A new dictionary featuring “African-American” words will be coming out in two years and a report has revealed the first 10 words in the new book.
The New York Times published the first 10 words and their definitions in late May.
Here they are:
bussin (adjective and participle): 1. Especially describing food: tasty, delicious. Also more generally: impressive, excellent. 2. Describing a party, event, etc.: busy, crowded, lively. (Variant forms: bussing, bussin’.)
grill (noun): A removable or permanent dental overlay, typically made of silver, gold or another metal and often inset with gemstones, which is worn as jewelry.
Promised Land (n.): A place perceived to be where enslaved people and, later, African Americans more generally, can find refuge and live in freedom. (Etymology: A reference to the biblical story of Jewish people seeking freedom from Egyptian bondage.)

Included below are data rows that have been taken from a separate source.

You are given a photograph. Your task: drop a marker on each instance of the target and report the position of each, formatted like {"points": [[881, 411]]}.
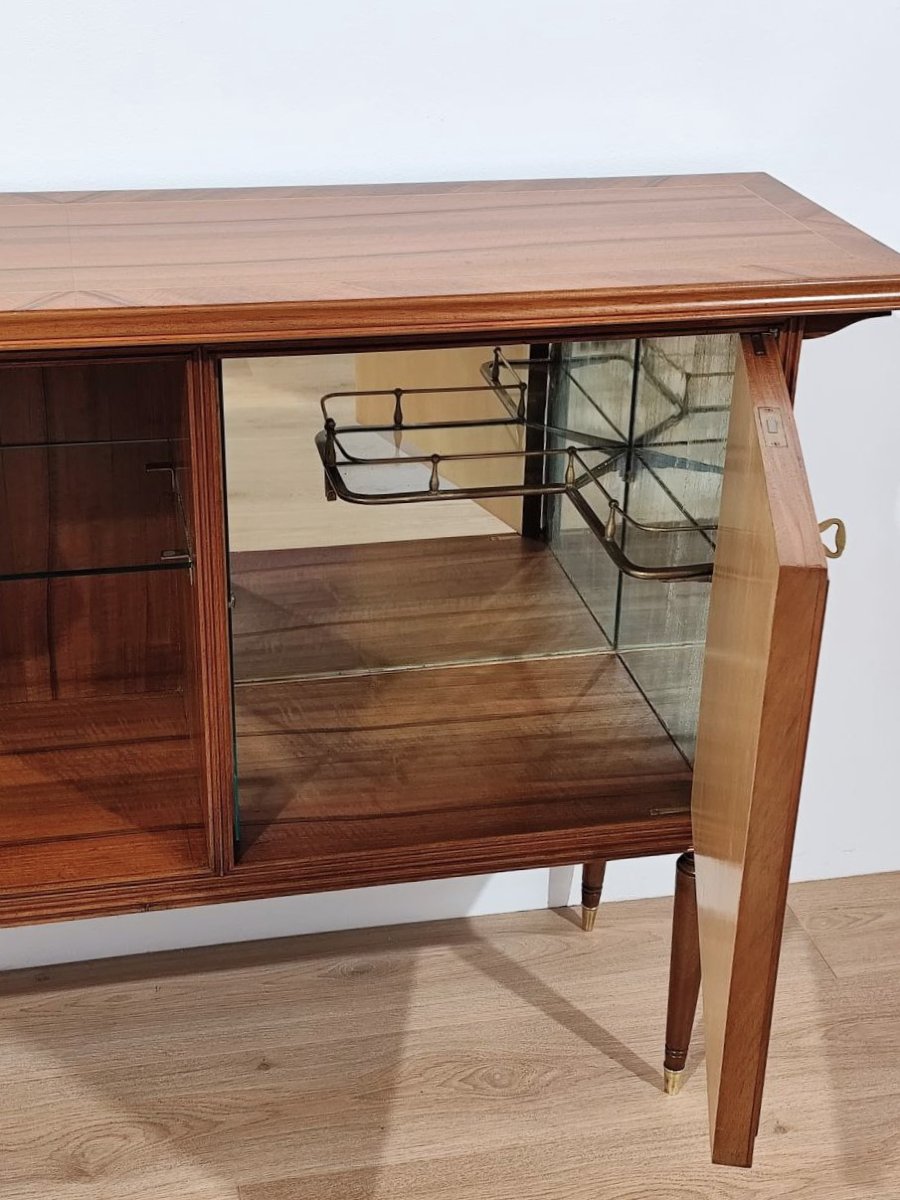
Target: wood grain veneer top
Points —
{"points": [[293, 263]]}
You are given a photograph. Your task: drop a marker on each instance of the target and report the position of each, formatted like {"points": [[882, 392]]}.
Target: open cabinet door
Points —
{"points": [[762, 647]]}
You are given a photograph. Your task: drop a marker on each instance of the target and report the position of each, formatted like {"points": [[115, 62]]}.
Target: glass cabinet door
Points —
{"points": [[660, 408], [99, 775], [400, 619]]}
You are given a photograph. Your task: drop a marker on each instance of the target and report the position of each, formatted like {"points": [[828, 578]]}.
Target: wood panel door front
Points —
{"points": [[766, 616]]}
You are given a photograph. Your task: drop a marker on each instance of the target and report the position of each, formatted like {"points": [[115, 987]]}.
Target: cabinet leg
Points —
{"points": [[684, 975], [592, 885]]}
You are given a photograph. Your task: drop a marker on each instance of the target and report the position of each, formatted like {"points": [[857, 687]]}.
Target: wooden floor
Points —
{"points": [[501, 1059]]}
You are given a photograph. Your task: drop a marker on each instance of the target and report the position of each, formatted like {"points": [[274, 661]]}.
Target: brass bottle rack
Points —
{"points": [[579, 477]]}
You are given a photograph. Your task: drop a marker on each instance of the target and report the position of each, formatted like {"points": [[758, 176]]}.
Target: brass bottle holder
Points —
{"points": [[577, 477]]}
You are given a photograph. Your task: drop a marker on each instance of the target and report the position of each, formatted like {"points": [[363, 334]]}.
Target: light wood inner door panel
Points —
{"points": [[766, 616]]}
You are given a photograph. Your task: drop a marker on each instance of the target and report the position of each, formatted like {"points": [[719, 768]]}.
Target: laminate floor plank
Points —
{"points": [[508, 1057]]}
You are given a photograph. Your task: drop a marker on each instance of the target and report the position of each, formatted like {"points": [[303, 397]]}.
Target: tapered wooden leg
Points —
{"points": [[683, 976], [592, 885]]}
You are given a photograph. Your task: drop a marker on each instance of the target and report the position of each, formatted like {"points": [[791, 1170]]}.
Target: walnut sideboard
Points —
{"points": [[573, 615]]}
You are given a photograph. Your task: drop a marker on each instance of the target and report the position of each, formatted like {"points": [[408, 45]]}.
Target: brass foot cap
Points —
{"points": [[672, 1081]]}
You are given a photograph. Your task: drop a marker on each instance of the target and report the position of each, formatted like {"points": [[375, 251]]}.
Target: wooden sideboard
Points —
{"points": [[185, 720]]}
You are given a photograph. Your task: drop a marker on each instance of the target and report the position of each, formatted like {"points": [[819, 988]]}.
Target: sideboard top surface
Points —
{"points": [[292, 263]]}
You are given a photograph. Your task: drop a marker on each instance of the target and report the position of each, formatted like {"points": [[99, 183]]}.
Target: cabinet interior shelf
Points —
{"points": [[91, 508], [574, 463]]}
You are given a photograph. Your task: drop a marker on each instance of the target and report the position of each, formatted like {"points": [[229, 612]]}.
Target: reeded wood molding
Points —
{"points": [[664, 835], [563, 313], [307, 264]]}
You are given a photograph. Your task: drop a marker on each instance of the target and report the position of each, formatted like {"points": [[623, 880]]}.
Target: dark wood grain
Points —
{"points": [[683, 972], [96, 269], [448, 755], [67, 507], [93, 792], [765, 627], [402, 604], [209, 693]]}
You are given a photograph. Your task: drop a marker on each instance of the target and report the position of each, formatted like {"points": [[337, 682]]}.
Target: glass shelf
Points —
{"points": [[90, 508]]}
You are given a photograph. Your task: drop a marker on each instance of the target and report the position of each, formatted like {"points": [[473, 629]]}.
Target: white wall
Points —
{"points": [[180, 93]]}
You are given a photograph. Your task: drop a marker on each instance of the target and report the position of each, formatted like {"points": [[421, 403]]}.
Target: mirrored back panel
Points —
{"points": [[429, 545]]}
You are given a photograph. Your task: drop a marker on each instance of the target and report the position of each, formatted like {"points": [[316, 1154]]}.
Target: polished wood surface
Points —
{"points": [[402, 604], [533, 753], [505, 1057], [97, 791], [762, 646], [400, 261]]}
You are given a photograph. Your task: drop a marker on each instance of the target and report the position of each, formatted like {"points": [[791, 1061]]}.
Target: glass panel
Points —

chitterlings (n. plural): A dish made from pig intestines that are typically boiled, fried or stuffed with other ingredients. Occasionally also pig intestines as an ingredient. (Variant forms: chitlins, chittlins, chitlings, chitterlins.)
kitchen (n.): The hair at the nape of the neck, which is typically shorter, kinkier and considered more difficult to style.
cakewalk (n.): 1. A contest in which Black people would perform a stylized walk in pairs, typically judged by a plantation owner. The winner would receive some type of cake. 2. Something that is considered easily done, as in This job is a cakewalk.
old school (adj.): Characteristic of early hip-hop or rap music that emerged in New York City between the late 1970s to the mid 1980s, which often includes the use of couplets, funk and disco samples, and playful lyrics. Also used to describe the music and artists of that style and time period. (Variant form: old skool.)
pat (verb): 1. transitive. To tap (the foot) in rhythm with music, sometimes as an indication of participation in religious worship. 2. intransitive. Usually of a person’s foot: to tap in rhythm with music, sometimes to demonstrate participation in religious worship.
Aunt Hagar’s children (n.): A reference to Black people collectively. (Etymology: Probably a reference to Hagar in the Bible, who, with her son, Ishmael, was cast out by Sarah and Abraham [Ishmael’s father], and became, among some Black communities, the symbolic mother of all Africans and African Americans and of Black womanhood.)
ring shout (n.): A spiritual ritual involving a dance where participants follow one another in a ring shape, shuffling their feet and clapping their hands to accompany chanting and singing. The dancing and chanting gradually intensify and often conclude with participants exhibiting a state of spiritual ecstasy.
Sources linked to Oxford University Press told the New York Times 100 words have already been selected and the project will be completed by March 2025.
Infamous Barack Obama friend Henry Louis Gates, Jr., a scholar of African American history at Harvard University, was hired to serve as the project’s editor.
As long-time Gateway Pundit readers know, Gates was at the center of a major political controversy in July 2009. The professor was arrested at his Cambridge, Massachusetts home by local police officer Sgt. James Crowley, who was responding to reports of people breaking into the home.
Gates had just returned from a trip to China and was unable to unlock his front door and had to enter the back way. He then exited the house and forced open the front door with his driver’s help. When Crowley arrived to confront Gates, the professor accused the cop of racism and yelled at him for several minutes.
Gates bragged about refashioning “the English language” while speaking with the Times. He also revealed the words would be added to the Oxford English dictionary as well.
Everybody has an urgent need for self-expression. You need to be able to communicate what you feel and what you think to other people in your speech community… That is why we refashioned the English language.
That is the best of both worlds. Because we want to show how Black English is part of the larger of Englishes, as they say, spoken around the world.